Carethers John M, Jung Barbara H
Division of Gastroenterology, Department of Internal Medicine, University of Michigan, Ann Arbor, Michigan.
Division of Gastroenterology, Department of Medicine, University of Illinois Chicago, Chicago, Illinois.
Gastroenterology. 2015 Oct;149(5):1177-1190.e3. doi: 10.1053/j.gastro.2015.06.047. Epub 2015 Jul 26.
Sporadic colorectal cancer (CRC) is a somatic genetic disease in which pathogenesis is influenced by the local colonic environment and the patient's genetic background. Consolidating the knowledge of genetic and epigenetic events that occur with initiation, progression, and metastasis of sporadic CRC has identified some biomarkers that might be utilized to predict behavior and prognosis beyond staging, and inform treatment approaches. Modern next-generation sequencing of sporadic CRCs has confirmed prior identified genetic alterations and has classified new alterations. Each patient's CRC is genetically unique, propelled by 2-8 driver gene alterations that have accumulated within the CRC since initiation. Commonly observed alterations across sporadic CRCs have allowed classification into a (1) hypermutated group that includes defective DNA mismatch repair with microsatellite instability and POLE mutations in ∼15%, containing multiple frameshifted genes and BRAF(V600E); (2) nonhypermutated group with multiple somatic copy number alterations and aneuploidy in ∼85%, containing oncogenic activation of KRAS and PIK3CA and mutation and loss of heterozygosity of tumor suppressor genes, such as APC and TP53; (3) CpG island methylator phenotype CRCs in ∼20% that overlap greatly with microsatellite instability CRCs and some nonhypermutated CRCs; and (4) elevated microsatellite alterations at selected tetranucleotide repeats in ∼60% that associates with metastatic behavior in both hypermutated and nonhypermutated groups. Components from these classifications are now used as diagnostic, prognostic, and treatment biomarkers.
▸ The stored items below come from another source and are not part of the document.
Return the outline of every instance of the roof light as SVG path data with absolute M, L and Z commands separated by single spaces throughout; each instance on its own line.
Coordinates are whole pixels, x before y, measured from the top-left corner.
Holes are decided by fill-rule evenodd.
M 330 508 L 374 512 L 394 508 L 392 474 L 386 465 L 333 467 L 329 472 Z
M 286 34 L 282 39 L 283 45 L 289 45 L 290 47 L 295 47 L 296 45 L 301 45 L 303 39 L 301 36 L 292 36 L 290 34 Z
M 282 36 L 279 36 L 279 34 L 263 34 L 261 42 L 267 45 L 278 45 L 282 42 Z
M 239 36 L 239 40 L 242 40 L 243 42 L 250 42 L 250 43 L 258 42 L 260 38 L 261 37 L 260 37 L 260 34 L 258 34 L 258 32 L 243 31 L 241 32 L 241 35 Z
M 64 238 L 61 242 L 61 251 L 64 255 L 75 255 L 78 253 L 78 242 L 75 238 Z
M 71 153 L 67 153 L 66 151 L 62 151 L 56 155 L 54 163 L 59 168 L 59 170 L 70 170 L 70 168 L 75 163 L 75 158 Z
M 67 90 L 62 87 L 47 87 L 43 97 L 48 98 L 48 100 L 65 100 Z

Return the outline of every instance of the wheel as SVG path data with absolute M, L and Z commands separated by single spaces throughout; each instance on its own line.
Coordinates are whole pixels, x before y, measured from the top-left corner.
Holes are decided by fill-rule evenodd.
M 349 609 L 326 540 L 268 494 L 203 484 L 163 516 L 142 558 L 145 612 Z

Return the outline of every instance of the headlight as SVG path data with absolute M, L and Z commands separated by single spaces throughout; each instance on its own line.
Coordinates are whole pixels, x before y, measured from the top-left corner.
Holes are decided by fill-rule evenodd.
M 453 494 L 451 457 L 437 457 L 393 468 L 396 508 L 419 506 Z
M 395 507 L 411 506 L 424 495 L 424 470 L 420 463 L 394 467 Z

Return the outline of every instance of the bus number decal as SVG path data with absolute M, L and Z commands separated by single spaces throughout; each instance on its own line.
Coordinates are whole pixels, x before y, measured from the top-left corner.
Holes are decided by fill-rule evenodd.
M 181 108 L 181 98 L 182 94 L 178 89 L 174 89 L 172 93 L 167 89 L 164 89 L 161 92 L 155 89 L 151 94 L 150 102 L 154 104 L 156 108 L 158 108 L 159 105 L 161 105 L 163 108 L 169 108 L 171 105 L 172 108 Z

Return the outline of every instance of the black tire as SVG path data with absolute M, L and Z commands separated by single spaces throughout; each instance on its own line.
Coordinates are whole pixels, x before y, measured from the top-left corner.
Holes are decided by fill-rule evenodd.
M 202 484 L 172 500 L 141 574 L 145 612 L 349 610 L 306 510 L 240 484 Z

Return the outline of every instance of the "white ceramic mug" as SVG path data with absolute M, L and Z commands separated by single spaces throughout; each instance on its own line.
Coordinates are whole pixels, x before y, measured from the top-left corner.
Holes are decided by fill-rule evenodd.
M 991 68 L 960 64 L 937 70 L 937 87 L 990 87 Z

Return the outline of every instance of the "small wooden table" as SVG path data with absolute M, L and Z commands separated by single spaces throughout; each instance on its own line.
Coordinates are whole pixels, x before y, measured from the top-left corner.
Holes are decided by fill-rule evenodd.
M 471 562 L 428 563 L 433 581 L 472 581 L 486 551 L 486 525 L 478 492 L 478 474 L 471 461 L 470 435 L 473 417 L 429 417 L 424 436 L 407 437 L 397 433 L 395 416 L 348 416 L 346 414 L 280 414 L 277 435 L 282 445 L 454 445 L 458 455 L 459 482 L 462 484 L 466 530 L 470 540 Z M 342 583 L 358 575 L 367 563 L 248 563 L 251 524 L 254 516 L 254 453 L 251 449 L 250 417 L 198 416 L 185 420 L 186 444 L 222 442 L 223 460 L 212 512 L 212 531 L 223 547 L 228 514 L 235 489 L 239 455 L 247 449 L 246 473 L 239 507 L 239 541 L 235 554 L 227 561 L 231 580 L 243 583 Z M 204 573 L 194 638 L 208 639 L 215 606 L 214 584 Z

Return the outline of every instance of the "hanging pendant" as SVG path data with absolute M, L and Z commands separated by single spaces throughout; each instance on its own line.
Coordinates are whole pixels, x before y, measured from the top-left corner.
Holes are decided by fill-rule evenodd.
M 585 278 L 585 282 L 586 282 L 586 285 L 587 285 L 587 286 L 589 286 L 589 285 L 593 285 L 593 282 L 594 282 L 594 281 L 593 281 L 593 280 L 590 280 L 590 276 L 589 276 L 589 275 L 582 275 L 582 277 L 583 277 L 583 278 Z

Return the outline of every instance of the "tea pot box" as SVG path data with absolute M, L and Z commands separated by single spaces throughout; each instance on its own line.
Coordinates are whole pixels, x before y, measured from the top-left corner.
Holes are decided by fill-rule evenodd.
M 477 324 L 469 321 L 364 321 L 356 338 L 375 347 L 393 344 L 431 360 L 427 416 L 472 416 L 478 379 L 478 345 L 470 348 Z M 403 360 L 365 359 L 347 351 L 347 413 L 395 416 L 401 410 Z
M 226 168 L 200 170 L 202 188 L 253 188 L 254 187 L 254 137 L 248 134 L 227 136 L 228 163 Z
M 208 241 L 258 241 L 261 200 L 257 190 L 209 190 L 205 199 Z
Additional common biomarkers may come from genome-wide association studies and microRNAs among other sources, as well as from the unique alteration profile of an individual CRC to apply a precision medicine approach to care.
散发性结直肠癌(CRC)是一种体细胞遗传病,其发病机制受局部结肠环境和患者遗传背景的影响。整合散发性CRC发生起始、进展和转移过程中出现的遗传和表观遗传事件的相关知识,已确定了一些生物标志物,这些标志物可用于预测分期以外的肿瘤行为和预后,并为治疗方法提供依据。散发性CRC的现代下一代测序已证实了先前确定的基因改变,并对新的改变进行了分类。每个患者的CRC在基因上都是独特的,由2-8个驱动基因改变推动,这些改变自起始以来在CRC中积累。散发性CRC中常见的改变可分为以下几类:(1)超突变组,约15%,包括DNA错配修复缺陷伴微卫星不稳定性和POLE突变,包含多个移码基因和BRAF(V600E);(2)非超突变组,约85%,具有多个体细胞拷贝数改变和非整倍体,包含KRAS和PIK3CA的致癌激活以及肿瘤抑制基因如APC和TP53的突变和杂合性缺失;(3)约20%的CpG岛甲基化表型CRC,与微卫星不稳定性CRC和一些非超突变CRC有很大重叠;(4)约60%的选定四核苷酸重复序列处微卫星改变升高,与超突变组和非超突变组的转移行为相关。这些分类中的成分现在用作诊断、预后和治疗生物标志物。其他常见的生物标志物可能来自全基因组关联研究和微小RNA等其他来源,以及个体CRC的独特改变谱,以应用精准医学方法进行治疗。